階段をほんの数歩で駆け上がってくる音がして、強い音と共に襖が開けられた。
「おや、舟而君。ずいぶんおっかない顔をしてるね。ああ、怖い、怖い。せっかく緊縛ショウの最中だったのに。きみは本当に野暮天だねェ」
森多は顔を横に振ってベロベロバーと舌を出して見せる。
「緊縛ショウ? ……って、おい、白帆っ?!」
真珠色の肌を太腿まで露わに、左足を高く掲げ、右膝を折って横へ張り出して、両手を背中の後ろで縛られながら、純白の長襦袢姿で鴨居から吊り下がっている白帆の姿に、舟而は目を見開いた。
「先生、ご苦労様でございます。手土産は見つかりましたか」
明るい声に、舟而は息を吹き返して駆け寄る。白帆は舟而を見て満面の笑みを浮かべていた。
「え、ええと。お前さん、ずいぶんと……、その何というか、ご機嫌だけれども。どうしたんだい?」
白帆はゆらゆら揺れながら、切れ長の目を細める。
「縄師さんにしていただきました。くるくる回って面白うございますよ」
「面白い、の、かい?」
「ええ。しかも気を使って縄を揃えて括って下さいましたから、きれいでしょう?」
舟而は白帆の全身を改めて見まわす。ついでに肩を押してくるりと回し、縄が食い込む真珠色の肌を鑑賞する間、白帆はまた楽しそうな笑い声を立てる。
「きゃはは、面白ーい!」
「うーん……。きれいと言えば、まあとてもきれいなんだ……、本来なら耽美とすら言えるはずなんだけれども……。何だろうね、ここまで雰囲気がないというのも、ある種の才能かね」
舟而に続いて部屋へ入って来た日比は、ためらいもなく白帆へ歩み寄ってくると、白帆を縛る縄を指先で掻き分けながら検分した。

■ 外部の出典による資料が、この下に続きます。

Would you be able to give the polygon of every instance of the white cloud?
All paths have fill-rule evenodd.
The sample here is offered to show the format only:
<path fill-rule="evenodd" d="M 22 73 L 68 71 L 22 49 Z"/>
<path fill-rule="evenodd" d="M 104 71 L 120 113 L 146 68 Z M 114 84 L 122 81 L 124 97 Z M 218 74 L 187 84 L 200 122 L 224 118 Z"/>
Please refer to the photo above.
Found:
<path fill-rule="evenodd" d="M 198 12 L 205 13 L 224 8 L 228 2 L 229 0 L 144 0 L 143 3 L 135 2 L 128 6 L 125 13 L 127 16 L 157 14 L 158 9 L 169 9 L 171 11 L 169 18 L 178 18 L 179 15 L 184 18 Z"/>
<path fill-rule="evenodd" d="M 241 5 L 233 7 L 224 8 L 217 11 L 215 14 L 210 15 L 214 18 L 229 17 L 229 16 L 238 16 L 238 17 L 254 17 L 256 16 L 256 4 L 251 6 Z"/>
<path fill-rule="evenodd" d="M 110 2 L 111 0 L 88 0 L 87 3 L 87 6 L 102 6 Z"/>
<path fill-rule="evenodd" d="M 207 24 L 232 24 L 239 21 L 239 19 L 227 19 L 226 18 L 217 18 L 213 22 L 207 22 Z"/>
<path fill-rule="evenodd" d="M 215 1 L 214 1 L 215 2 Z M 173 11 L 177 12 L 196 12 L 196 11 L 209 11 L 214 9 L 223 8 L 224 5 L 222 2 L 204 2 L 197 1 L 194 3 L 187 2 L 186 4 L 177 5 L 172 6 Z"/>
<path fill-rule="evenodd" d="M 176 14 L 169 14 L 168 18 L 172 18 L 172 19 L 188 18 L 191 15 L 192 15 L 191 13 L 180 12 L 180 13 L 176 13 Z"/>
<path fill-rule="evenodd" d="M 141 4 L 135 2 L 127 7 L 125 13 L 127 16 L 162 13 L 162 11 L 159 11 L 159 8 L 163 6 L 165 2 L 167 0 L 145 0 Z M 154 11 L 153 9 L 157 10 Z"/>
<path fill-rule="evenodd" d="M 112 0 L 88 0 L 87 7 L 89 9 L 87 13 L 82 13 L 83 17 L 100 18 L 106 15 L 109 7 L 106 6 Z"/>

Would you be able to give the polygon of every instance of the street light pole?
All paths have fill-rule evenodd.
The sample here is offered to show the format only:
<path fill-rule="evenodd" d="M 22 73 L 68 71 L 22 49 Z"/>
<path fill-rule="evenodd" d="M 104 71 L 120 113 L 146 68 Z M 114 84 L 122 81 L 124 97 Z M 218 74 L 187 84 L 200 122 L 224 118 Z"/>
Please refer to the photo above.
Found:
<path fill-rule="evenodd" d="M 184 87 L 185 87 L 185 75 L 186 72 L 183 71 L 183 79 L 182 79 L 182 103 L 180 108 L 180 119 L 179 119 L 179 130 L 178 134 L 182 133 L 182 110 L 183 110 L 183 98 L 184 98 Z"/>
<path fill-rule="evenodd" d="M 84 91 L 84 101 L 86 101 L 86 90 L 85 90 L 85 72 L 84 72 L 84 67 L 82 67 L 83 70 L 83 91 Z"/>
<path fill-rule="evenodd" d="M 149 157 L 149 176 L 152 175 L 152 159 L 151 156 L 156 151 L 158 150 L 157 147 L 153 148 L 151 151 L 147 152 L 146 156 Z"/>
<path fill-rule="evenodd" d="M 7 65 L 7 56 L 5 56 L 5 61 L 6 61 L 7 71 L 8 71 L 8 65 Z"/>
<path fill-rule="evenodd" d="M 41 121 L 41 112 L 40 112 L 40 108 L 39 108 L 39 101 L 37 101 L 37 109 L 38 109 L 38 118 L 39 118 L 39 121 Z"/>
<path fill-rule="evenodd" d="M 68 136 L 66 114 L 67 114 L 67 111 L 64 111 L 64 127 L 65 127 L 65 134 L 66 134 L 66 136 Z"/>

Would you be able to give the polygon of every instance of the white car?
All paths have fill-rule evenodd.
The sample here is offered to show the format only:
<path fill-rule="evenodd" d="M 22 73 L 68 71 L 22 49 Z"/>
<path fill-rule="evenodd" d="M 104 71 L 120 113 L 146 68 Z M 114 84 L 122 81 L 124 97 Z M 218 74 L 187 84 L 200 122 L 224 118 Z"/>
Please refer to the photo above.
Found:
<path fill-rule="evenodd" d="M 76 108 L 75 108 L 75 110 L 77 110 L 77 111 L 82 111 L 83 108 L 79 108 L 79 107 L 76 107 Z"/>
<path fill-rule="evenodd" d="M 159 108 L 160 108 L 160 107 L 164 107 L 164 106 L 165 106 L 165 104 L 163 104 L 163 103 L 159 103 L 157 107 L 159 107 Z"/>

「回した縄を一度背骨の紐に絡めてから、次へ渡す。張力を調整する縄は脇の下から通す。ふむ。なるほど。白帆さんは丁寧な縄師に縛ってもらいましたね。よかったです」
「日比君、見てわかるのかい?」
「ええ。特に足首の上の余った縄の処理。ここまで美しさにこだわっているのは特徴的です」
話しながら、日比は結び目を目ざとく見つけ、縛り上げた順番を見抜いて、十本近い縄をするすると白帆の身体から外していく。解く縄の縄尻が白帆の顔を打たないように配慮する余裕まであった。
最後の後手縄が外れるとすぐ、舟而は紬の着物で白帆の身体を包み込んでやる。着物の中で、白帆はほうっと息を吐いた。
「ああ、とても楽しゅうござんした。先生もなさってみたらいかがですか。面白うございますよ」
黒髪を揺らして笑う白帆の頭を、舟而はぽんぽんと撫でて苦笑した。